The Rocca Roveresca houses an important armoury with defensive and offensive weapons from the 15th to the 18th century. An early Renaissance building, as commissioned by the great military architect Francesco di Giorgio Martini, had a formidable military apparatus for active and passive defence.
The Rocca's armament consisted mainly of artillery and the individual equipment of the armed corps that defended it. The current composition of the Armoury reflects, in general terms, what the selection of collective and individual weapons of the time might have been.
On display are medium-calibre artillery such as bombards, but also semi-portable artillery such as pushers and stationary arquebuses. Among the bladed weapons, examples of inlaid weapons stand out, some of them important, such as ronconi, corsesche, halberds, partisans, spiedi, spikes, breach and fortress spikes and pikes. Swords and daggers, together with maces of various types, complete the range of offensive bladed weapons.
Among the white defensive weapons, or armour, a vast typology of helmets constitutes a unique completion of what constituted the defence equipment of the man-at-arms in ancient times.

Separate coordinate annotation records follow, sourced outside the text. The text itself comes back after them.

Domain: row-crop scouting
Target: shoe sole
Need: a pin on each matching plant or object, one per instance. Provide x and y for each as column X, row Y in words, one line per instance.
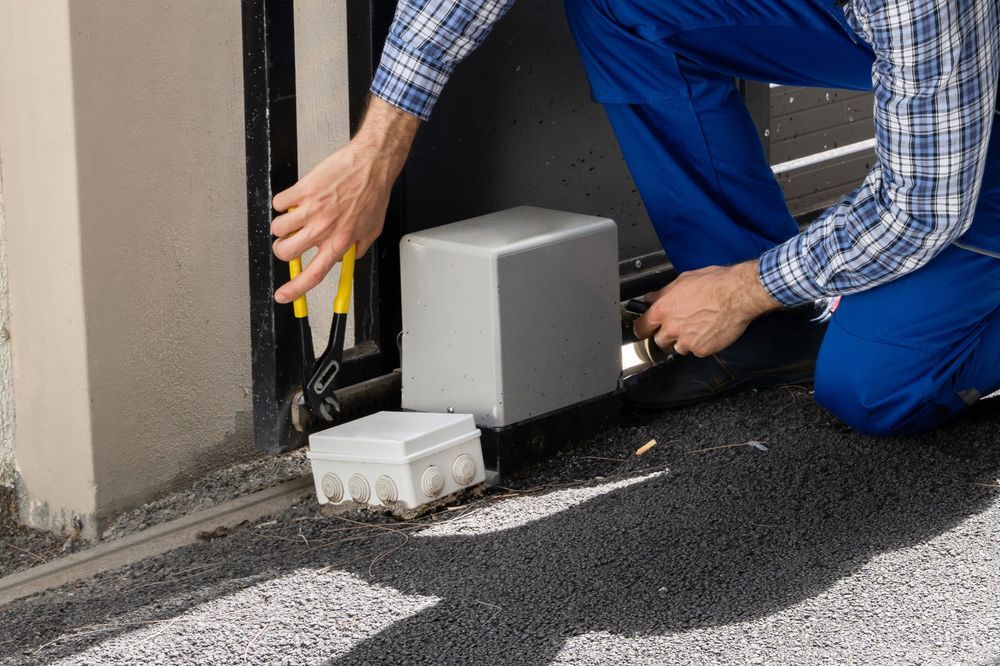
column 755, row 381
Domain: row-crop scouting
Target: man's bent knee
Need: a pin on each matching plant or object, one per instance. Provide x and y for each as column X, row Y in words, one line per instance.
column 874, row 393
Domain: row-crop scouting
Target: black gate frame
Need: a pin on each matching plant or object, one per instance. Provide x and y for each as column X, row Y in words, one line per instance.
column 272, row 166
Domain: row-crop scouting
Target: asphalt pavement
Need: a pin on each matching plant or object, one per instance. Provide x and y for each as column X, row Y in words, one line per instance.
column 757, row 530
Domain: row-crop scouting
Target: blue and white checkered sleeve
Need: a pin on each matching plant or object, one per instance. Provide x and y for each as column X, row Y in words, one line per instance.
column 428, row 38
column 935, row 79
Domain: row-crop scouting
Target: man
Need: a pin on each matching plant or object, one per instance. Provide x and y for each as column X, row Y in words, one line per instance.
column 914, row 251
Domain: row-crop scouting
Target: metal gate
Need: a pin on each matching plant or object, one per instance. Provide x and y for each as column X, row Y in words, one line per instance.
column 514, row 126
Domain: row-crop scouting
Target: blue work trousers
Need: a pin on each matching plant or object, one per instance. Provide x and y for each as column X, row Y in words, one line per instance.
column 899, row 358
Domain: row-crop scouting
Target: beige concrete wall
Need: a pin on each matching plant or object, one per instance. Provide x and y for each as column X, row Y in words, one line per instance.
column 122, row 137
column 7, row 477
column 52, row 437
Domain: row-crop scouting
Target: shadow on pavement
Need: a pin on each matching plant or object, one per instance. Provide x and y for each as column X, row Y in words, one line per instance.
column 726, row 536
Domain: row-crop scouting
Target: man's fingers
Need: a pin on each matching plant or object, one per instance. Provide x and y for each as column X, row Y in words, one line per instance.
column 664, row 340
column 285, row 199
column 289, row 247
column 644, row 326
column 310, row 276
column 288, row 223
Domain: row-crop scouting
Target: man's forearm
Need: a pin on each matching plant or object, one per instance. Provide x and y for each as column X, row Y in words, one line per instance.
column 389, row 130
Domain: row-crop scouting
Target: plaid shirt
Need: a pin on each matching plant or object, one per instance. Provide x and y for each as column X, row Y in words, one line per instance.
column 935, row 82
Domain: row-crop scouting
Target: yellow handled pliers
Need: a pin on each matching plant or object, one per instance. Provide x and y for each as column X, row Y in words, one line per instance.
column 319, row 376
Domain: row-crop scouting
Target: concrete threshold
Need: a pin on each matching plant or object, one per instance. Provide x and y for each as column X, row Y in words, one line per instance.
column 152, row 541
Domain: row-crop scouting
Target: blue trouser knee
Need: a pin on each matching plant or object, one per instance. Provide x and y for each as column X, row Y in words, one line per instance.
column 665, row 71
column 915, row 352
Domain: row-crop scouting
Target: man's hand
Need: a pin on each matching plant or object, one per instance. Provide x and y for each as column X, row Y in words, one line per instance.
column 704, row 311
column 343, row 200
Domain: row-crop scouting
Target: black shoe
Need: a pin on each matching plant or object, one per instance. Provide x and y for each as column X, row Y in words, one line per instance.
column 778, row 349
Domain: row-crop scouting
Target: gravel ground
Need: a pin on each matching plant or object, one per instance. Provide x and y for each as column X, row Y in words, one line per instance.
column 22, row 547
column 827, row 547
column 215, row 488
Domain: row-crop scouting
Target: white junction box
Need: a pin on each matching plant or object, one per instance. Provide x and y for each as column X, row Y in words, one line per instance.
column 396, row 459
column 510, row 315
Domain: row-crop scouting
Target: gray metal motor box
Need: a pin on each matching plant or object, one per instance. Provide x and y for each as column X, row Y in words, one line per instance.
column 510, row 315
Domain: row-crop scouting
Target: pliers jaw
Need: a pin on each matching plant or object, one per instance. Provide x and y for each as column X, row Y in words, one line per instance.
column 319, row 388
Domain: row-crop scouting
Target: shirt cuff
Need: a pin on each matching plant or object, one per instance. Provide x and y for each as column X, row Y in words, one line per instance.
column 784, row 274
column 408, row 79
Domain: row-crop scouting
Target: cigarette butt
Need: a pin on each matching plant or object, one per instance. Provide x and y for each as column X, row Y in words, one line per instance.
column 645, row 447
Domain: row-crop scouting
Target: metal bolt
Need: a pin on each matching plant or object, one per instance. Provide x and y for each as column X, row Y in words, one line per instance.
column 385, row 489
column 464, row 469
column 360, row 490
column 332, row 487
column 432, row 481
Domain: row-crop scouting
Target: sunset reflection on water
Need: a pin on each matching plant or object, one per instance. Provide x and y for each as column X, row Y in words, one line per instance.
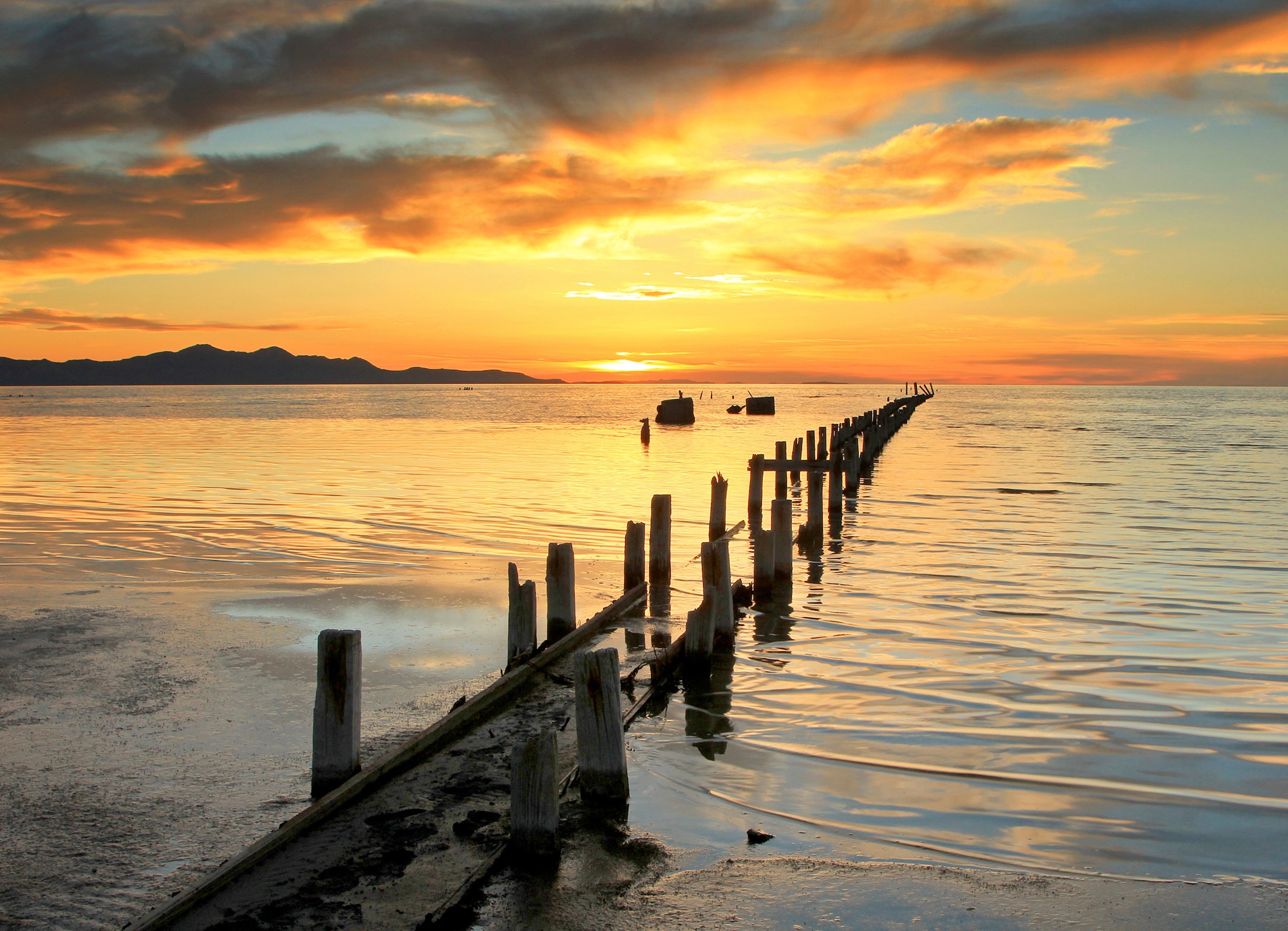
column 1073, row 594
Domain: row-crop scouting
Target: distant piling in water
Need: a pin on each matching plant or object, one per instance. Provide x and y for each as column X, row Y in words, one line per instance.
column 568, row 661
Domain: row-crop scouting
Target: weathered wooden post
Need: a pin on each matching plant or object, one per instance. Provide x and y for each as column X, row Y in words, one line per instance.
column 815, row 503
column 633, row 571
column 852, row 466
column 715, row 574
column 700, row 632
column 601, row 741
column 535, row 796
column 561, row 591
column 336, row 710
column 781, row 526
column 719, row 499
column 781, row 473
column 835, row 488
column 763, row 565
column 522, row 636
column 660, row 543
column 757, row 490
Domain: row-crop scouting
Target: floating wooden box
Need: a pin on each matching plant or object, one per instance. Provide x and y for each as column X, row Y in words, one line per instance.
column 675, row 411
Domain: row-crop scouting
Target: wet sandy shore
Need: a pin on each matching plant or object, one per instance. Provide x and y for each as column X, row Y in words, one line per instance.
column 598, row 888
column 141, row 745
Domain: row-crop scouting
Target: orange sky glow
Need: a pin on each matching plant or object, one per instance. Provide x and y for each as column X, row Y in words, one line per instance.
column 1023, row 191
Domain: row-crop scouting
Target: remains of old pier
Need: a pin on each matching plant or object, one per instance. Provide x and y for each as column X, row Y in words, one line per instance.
column 374, row 851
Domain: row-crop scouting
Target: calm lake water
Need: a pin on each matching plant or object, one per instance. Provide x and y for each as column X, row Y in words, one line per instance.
column 1051, row 633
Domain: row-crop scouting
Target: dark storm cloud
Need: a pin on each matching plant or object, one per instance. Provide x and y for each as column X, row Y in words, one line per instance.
column 66, row 221
column 185, row 69
column 97, row 71
column 46, row 318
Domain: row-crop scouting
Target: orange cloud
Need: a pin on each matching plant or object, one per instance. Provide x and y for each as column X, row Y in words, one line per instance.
column 919, row 265
column 44, row 318
column 931, row 168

"Beards and knight's helmets, pouches and morions, arquebusier's pouches, all testify to the technological diversification of the main defensive material. Armour of various types serves as a term of comparison in relation to the changing requirements of warfare, in connection with the development of artillery.
The individual parts of armour are also the object of study for the visitor, as are the horse and rider accessories (stirrups, spurs, bits). Iconographic sources complete the first stage of arming the fortress, now embellished with authentic finds.